- Born: March 3, 1927
- Died: July 23, 2017 (aged 90)

= Irene Leverton =

American pilot

Irene H. Leverton (March 3, 1927 – July 23, 2017) was an American pilot and a member of the Mercury 13 project, a research program that aimed to train women as astronauts.

==Life==
Leverton was born in Chicago on March 3, 1927, and began her lengthy career as a pilot in 1944, when she joined the Civil Air Patrol. She became a member of the Ninety-Nines: International Organization of Women Pilots in 1948.

In 1961, Leverton was selected for what is now known as the Mercury 13 project, a privately funded program that enlisted women to undergo some of the same physical and psychological tests as the male astronauts of Mercury 7. Although it was never an official NASA program, members of the First Lady Astronaut Trainees (also known as FLATs) secretly trained to become astronauts for America's first human spaceflight program in the early 1960s.

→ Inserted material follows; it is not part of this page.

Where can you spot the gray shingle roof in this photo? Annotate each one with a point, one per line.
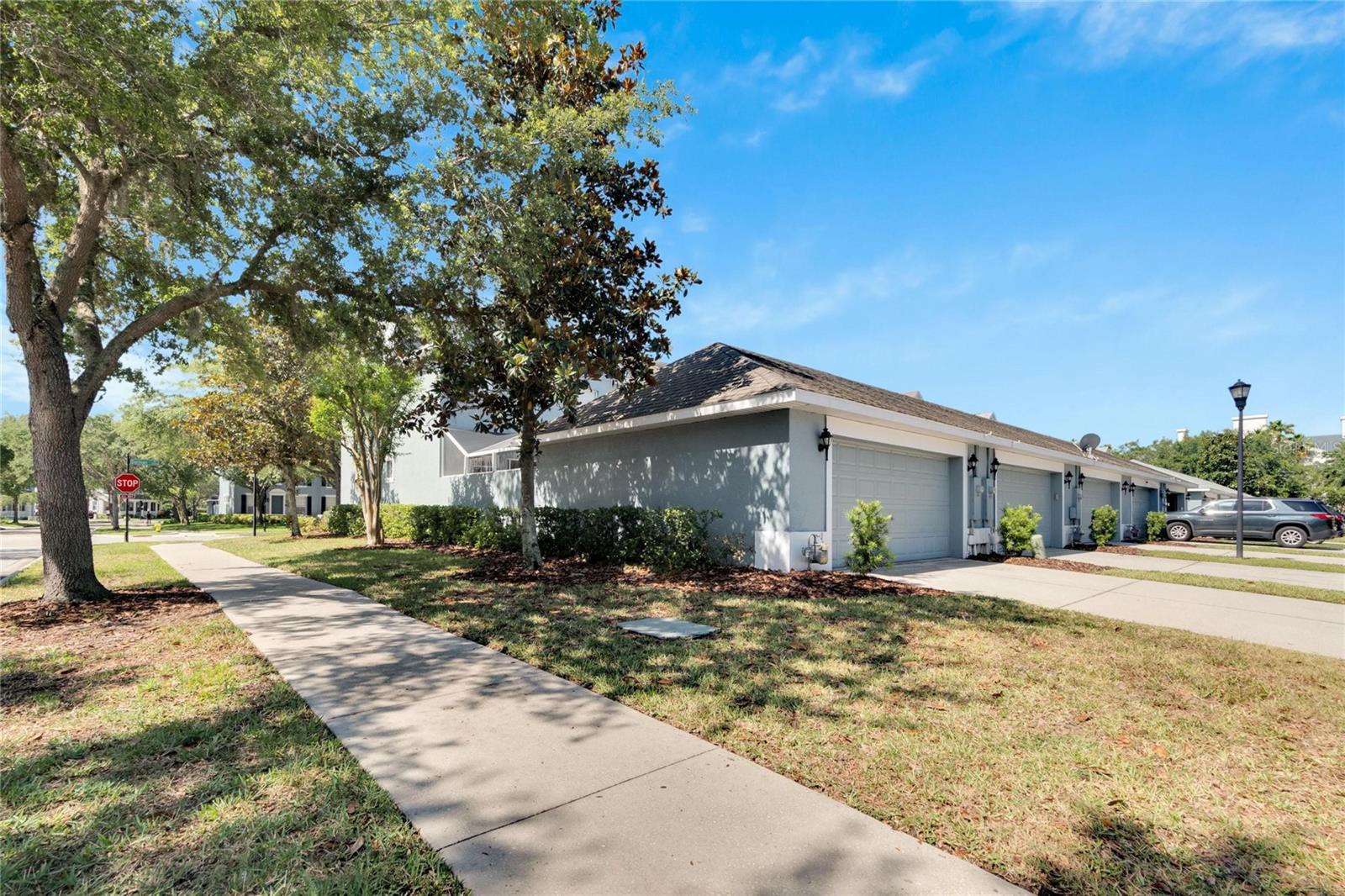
(721, 373)
(1325, 443)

Leverton graduated from San Jose State College with an Associate of Arts degree in 1976, later receiving her flight training from Embry–Riddle Aeronautical University. In the 1980s, she relocated to Phoenix before settling in Prescott, where she founded her business, Aviation Resource Management, in 1985. A certificated Federal Aviation Administration Airline Transport Pilot, she also served as a check-ride pilot with the Civil Air Patrol squadron in Prescott.

Leverton was recognized for her contributions to aviation with inductions into the Women in Aviation International Pioneer Hall of Fame in 1966 and the Arizona Aviation Hall of Fame in 2004. She died in 2017 at age 90 in Paulden, Arizona.